# Height



## ForsakenMe

5'4.


----------



## will-o'-wisp

5'7" and a half... and that half is important to me!


----------



## Monsieur Melancholy

That's it. I'm running away from all these skyscrapers.

I'll come back if I want those biscuits from the top shelf.


----------



## Archetype

Inches? Really?


----------



## Madam

5' 7''


----------



## Nekomata

Around 5'7~


----------



## Kormoran

I'm 5'9, or 175cm. A short-arse, prettymuch, but I suppose it depends on where you're from.


----------



## b90

5'4. 
Being a man the size of a small woman is the best! 
Probably doesn't help that I live in Norway.


----------



## Morrissey

5'9"


----------



## koenigscat

Hey
I'm 1,77m (which is between 5 feet 9 and 5 feet 10, more on the 5'10 side)
What do I need to vote??


----------



## Monsieur Melancholy

koenigscat said:


> Hey
> I'm 1,77m (which is between 5 feet 9 and 5 feet 10, more on the 5'10 side)
> What do I need to vote??


Vote 5'10" if you think you're more on that side. The fate of the universe isn't depending on your decision.
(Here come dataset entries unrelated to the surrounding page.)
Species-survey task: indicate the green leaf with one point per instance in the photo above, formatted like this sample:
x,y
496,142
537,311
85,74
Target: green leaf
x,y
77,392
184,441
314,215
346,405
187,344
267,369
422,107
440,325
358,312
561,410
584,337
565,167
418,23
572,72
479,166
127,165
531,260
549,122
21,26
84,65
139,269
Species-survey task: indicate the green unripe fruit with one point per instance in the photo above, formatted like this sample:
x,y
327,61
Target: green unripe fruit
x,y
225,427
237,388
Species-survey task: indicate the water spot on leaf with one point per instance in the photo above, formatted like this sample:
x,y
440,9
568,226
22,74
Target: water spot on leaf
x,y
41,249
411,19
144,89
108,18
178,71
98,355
I apologize for the troublesome voting options.


----------



## IRLNinja

Roughly 6'2" when I stand up straight 
My favorite quote from people I may have known for some time: "Wow, you're tall." :shocked: (This has happened after knowing a person for months prior :laughing:.)


----------



## KateMarie999

I am 5'3. I'm on the short side of average so I make lots of short jokes about myself.


----------



## Monsieur Melancholy

KateMarie999 said:


> I am 5'3. I'm on the short side of average so I make lots of short jokes about myself.


It's definitely advantageous sometimes to be short though.


----------



## GentlemanKnight

I am 5'4"


----------



## koenigscat

Monsieur Melancholy said:


> Vote 5'10" if you think you're more on that side. The fate of the universe isn't depending on your decision.
> 
> I apologize for the troublesome voting options.


Yea, I have voted that one
And with that, I happened to have saved the universe


----------



## TheOfficialMe

5"5 1m 65. : /


----------



## Promethea

5'6


----------



## DiamondDays

6'3"


----------



## Holgrave

I need to find a 4'11 friend.


----------



## Eerie

6'.


----------



## heaveninawildflower

5'3"


----------



## soya

about 5'10"


----------



## Fear Itself

I'm just at 5'9" but my goal is to get up to 5'10".


----------



## Monsieur Melancholy

Fear Itself said:


> I'm just at 5'9" but my goal is to get up to 5'10".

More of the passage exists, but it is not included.